I'm 17 and I missed school again today after having a week off. I've been at this school for just over a month and not one person has tried to talk to me. I transferred from catholic to public and I have realized that the kids and teachers are so much ruder and public schools. I also have crohns so when I miss school I blame it on that but its not because of that. My anxiety's have gotten so bad since I started at this school. I feel like everyone's judging me. I'm close to failing too. My mom wakes me up every morning at 6 and I feel like I'm letting her down when I say I'm not going. She thinks I miss school because I'm lazy so then I get yelled at but I just can't get myself to go. At lunch I sit in a corner with music and I draw while grade nines stare at me. I can't even eat properly when I'm there because I feel like I'm being watched. I really want to go see a doctorbut i dont know how to tell my mom. She will probably just yell at me saying I just don't want to go to school. I have a test tomorrow which will make me freak out more for the next day. Oh and guess what. The unit we are doing in English is public speaking and we have to do 5 speeches this unit and one In front of the whole school....*slowly goes to hide*


----------



## misspeachy (Aug 11, 2011)

Oh gosh, I'm sorry you are facing such difficulties. 
I know school can be extremely dull and uninviting at the best of times, but staying at home isn't going to make it any easier for you, it isn't going to improve or sort anything out and you've only been there for a month, so you need to give yourself some time to settle, you were brave enough to transfer schools, so I'm sure it is only going to get easier from here.

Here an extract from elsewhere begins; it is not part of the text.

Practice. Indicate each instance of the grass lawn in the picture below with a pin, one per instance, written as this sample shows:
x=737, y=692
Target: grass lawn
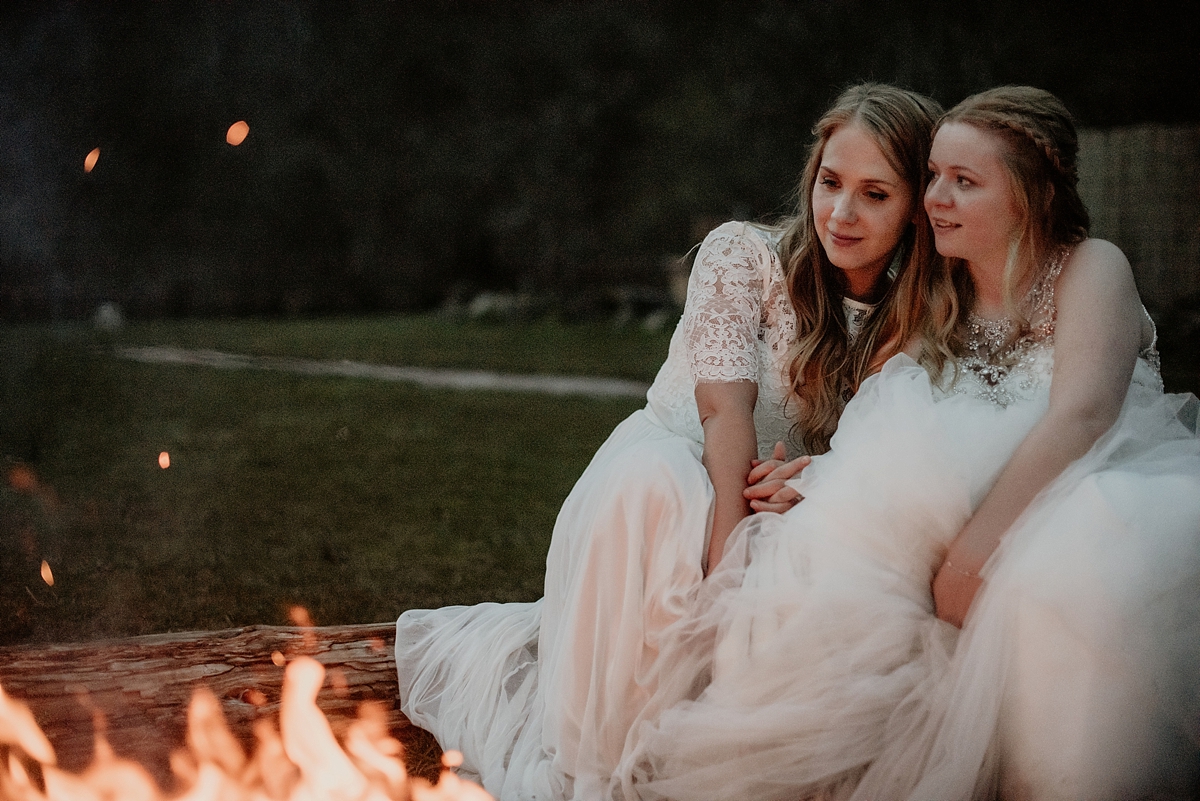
x=354, y=498
x=357, y=499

I think it's best for you to go to school for a few weeks, just to prove to your mother that you are not lazy and then once you have a better track record of attending, try to talk to her about the problems you face and it will make her more understanding. If your mother doesn't listen, try to find some way of getting help at school.

Can you imagine how you will feel if you complete the 5 speeches for public speaking? . . 
You will feel on top of the world and you will gain more confidence to put up with school in the process because you will be feeling so proud! Good luck with everything.


----------



## heysam (Jan 14, 2013)

Aww sweetie, I know how you feel. Don't push yourself, it will just get worse. Honestly tell your mom about your situation, try your best to make her understand.


----------



## Stigma (Jan 7, 2013)

The best thing you can do is step up and confront your mom about your problems. Although it seems awkward and strange its the best way to handle your anxiety, I always had always taken that perspective but upon making that decision I don't regret it. You could also attempt to talk to others in school, just be confident and reassure yourself constantly while removing negative thoughts from your head.


----------



## millenniumman75 (Feb 4, 2005)

Are you sure you have been around people there long enough? You have to give people the chance to get to know you. I think you are fine, just anxious. In your situation, anyone would be anxious about starting a new school - and a public one at that.

Are you a junior (grade 11) or a senior (grade 12)? I wouldn't give two cents about the freshmen's staring - I don't think they are even doing that, to be honest. They may notice that you are new more than anyone - or that you might be their age.

We cannot really assume anything about anyone until we get to really know them and that takes time and patience.


----------